In 2006, members of a Youth 2000 Retreat organised by Fr Kevin Knox-Lecky, the Catholic Priest of St Mary's church, Glastonbury, were cautioned by police for throwing salt and shouting at local pagans. The police warned two women and arrested (and later released) one youth.

Fr Knox-Lecky said that the poor behaviour witnessed by the Pagan Community had come from a small, militant "fringe group" that "attached" itself to the Youth 2000 retreat in Glastonbury. He said this militant fringe group was “unChristian and unrepresentative” of Youth 2000.
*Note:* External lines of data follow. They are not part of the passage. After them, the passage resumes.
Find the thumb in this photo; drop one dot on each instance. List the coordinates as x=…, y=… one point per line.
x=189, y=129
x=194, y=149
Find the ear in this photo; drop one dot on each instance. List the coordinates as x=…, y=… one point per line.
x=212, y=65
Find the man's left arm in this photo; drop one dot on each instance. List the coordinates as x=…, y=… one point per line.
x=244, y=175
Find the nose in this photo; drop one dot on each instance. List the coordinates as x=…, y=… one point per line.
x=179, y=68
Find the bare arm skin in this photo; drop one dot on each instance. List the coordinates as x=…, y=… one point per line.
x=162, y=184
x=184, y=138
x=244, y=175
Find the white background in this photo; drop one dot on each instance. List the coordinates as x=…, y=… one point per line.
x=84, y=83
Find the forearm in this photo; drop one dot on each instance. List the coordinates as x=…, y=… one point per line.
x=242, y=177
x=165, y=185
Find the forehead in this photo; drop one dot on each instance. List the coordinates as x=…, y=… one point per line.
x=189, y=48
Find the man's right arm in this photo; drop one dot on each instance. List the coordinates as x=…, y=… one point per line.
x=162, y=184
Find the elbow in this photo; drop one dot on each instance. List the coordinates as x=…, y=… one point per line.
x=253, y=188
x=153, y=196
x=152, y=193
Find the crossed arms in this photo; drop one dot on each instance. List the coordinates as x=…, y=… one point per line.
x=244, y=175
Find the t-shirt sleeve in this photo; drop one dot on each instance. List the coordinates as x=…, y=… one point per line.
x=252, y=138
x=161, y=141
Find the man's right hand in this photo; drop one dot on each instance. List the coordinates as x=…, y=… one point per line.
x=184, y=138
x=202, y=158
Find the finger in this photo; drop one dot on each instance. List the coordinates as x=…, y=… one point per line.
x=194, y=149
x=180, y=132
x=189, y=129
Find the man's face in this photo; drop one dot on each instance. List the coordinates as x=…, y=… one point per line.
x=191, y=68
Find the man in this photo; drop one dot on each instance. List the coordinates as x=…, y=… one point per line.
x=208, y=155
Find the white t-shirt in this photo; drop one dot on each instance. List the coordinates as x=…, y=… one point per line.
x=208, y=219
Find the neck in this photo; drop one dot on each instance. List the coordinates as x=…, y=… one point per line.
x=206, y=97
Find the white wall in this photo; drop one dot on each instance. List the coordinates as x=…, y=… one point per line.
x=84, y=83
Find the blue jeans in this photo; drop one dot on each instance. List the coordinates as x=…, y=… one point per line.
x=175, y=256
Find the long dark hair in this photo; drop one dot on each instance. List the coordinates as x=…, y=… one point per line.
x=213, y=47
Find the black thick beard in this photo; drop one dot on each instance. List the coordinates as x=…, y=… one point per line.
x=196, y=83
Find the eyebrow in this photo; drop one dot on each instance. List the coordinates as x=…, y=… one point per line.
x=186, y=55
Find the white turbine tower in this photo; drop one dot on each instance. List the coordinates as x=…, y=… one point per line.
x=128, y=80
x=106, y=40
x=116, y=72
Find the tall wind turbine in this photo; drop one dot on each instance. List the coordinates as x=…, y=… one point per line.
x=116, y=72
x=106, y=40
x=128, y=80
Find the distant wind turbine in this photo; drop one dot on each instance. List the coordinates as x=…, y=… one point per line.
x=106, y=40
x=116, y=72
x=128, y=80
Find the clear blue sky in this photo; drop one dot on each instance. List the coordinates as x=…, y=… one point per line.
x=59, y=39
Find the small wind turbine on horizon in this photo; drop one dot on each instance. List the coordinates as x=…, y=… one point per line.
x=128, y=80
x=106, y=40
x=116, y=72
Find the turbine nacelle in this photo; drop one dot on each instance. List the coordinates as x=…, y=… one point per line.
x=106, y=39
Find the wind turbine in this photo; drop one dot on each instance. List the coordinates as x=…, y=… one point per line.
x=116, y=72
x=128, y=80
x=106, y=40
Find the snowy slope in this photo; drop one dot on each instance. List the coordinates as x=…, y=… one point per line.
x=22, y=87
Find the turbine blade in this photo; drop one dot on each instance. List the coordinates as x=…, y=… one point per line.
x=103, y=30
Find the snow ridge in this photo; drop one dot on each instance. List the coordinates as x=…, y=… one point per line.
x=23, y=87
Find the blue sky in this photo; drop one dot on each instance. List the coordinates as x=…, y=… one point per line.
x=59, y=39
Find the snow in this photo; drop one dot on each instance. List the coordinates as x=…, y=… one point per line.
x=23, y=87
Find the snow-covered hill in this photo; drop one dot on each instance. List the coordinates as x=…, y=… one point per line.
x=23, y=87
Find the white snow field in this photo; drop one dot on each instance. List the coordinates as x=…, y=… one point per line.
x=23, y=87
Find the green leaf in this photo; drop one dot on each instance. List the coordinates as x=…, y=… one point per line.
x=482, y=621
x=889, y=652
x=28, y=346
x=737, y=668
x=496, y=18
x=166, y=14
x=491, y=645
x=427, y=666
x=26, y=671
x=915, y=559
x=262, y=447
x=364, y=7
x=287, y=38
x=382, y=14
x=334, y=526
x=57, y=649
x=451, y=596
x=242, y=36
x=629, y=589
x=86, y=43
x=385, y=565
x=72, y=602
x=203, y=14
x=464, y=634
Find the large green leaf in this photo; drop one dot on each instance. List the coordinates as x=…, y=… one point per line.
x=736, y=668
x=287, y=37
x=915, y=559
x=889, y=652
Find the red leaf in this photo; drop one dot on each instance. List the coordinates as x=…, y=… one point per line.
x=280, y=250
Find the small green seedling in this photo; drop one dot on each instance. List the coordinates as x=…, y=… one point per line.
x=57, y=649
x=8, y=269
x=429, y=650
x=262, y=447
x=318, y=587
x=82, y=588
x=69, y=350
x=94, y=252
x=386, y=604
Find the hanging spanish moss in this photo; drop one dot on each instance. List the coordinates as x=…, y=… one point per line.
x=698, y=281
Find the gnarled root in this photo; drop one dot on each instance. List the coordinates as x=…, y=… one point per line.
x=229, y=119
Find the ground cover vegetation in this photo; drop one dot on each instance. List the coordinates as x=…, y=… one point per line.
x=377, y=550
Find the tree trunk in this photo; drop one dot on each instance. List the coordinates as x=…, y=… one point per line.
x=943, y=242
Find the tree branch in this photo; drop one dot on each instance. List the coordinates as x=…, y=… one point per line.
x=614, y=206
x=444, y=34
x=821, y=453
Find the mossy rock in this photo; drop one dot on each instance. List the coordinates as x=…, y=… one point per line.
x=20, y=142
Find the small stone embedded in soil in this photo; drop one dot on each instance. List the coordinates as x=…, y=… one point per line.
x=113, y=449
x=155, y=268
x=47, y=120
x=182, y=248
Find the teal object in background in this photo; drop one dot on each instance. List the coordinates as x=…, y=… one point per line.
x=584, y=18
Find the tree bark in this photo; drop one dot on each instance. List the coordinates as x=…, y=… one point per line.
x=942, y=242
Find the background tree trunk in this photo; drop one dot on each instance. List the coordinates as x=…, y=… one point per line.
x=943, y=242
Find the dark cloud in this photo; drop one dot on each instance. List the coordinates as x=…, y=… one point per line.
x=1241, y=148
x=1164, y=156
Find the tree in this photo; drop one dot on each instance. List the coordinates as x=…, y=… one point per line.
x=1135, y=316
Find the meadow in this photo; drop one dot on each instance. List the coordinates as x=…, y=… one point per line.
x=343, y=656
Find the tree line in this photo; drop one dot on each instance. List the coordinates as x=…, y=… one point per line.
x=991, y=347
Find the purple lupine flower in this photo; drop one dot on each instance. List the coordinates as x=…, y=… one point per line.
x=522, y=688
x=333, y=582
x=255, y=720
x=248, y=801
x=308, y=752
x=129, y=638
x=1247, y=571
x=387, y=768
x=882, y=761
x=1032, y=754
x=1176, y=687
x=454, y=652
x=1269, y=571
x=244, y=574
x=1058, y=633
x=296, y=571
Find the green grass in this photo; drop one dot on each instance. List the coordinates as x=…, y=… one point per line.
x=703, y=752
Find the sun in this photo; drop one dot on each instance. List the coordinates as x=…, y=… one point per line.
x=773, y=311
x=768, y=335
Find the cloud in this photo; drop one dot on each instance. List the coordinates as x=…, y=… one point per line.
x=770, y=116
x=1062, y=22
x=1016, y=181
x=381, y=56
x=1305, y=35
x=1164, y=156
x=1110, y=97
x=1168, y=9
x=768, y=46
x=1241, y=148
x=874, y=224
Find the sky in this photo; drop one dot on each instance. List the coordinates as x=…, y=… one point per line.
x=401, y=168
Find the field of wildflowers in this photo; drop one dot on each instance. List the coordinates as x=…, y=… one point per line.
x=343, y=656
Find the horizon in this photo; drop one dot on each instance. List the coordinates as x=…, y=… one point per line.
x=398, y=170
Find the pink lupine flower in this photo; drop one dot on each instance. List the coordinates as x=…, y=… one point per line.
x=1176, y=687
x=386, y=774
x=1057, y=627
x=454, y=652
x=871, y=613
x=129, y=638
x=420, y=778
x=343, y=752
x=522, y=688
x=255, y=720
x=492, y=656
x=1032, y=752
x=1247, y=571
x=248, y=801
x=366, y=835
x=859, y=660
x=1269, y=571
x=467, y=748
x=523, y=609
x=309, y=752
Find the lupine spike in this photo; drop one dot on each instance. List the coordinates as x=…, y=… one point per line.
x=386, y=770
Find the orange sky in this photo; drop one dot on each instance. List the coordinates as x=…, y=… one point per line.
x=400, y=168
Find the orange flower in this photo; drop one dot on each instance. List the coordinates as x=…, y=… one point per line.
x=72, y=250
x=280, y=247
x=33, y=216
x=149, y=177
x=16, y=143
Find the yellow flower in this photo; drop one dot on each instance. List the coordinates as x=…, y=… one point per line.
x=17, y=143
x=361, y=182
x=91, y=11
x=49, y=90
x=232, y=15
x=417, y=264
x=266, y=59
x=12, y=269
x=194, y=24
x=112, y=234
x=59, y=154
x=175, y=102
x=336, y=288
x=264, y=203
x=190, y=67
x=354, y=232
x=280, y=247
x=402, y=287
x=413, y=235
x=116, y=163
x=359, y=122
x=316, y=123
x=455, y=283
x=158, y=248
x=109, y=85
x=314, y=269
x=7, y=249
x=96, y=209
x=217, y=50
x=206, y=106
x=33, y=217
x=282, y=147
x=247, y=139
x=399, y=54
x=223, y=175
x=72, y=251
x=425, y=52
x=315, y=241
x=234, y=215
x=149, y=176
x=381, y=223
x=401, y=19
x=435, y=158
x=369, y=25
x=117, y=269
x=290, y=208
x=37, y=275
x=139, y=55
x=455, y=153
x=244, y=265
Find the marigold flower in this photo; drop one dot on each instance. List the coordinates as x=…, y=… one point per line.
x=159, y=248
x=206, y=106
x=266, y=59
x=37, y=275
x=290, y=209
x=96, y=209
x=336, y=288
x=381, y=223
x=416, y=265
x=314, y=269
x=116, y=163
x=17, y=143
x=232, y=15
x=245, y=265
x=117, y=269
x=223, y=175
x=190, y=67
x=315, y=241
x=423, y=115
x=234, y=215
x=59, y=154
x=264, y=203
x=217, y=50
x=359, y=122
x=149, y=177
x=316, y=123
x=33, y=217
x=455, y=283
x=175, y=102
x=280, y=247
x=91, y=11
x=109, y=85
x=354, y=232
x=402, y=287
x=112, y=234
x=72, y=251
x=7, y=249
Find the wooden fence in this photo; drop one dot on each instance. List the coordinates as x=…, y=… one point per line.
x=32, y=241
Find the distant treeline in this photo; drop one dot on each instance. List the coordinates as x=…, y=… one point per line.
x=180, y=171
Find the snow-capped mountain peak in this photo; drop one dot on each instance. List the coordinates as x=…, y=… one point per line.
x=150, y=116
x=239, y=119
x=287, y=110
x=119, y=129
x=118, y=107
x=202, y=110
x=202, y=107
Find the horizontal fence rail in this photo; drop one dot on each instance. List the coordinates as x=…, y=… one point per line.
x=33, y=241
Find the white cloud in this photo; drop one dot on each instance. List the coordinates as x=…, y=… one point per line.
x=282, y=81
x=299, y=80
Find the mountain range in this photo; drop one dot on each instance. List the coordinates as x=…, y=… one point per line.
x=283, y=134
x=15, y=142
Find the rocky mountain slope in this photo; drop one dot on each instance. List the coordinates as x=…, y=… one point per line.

Charlie Connor, the managing director of Youth 2000, said: "For the avoidance of doubt, Youth 2000 does not condone or encourage this kind of behaviour from anyone. We fully agree that differences on matters of faith cannot and should not be resolved by any kind of harassment."

But he added: "Youth 2000 would also like to place on the record that many young people at the retreat were harassed, sworn at and even cursed by people. One incident included the taking of photographs of young people, including children, and number plates by people present in the town."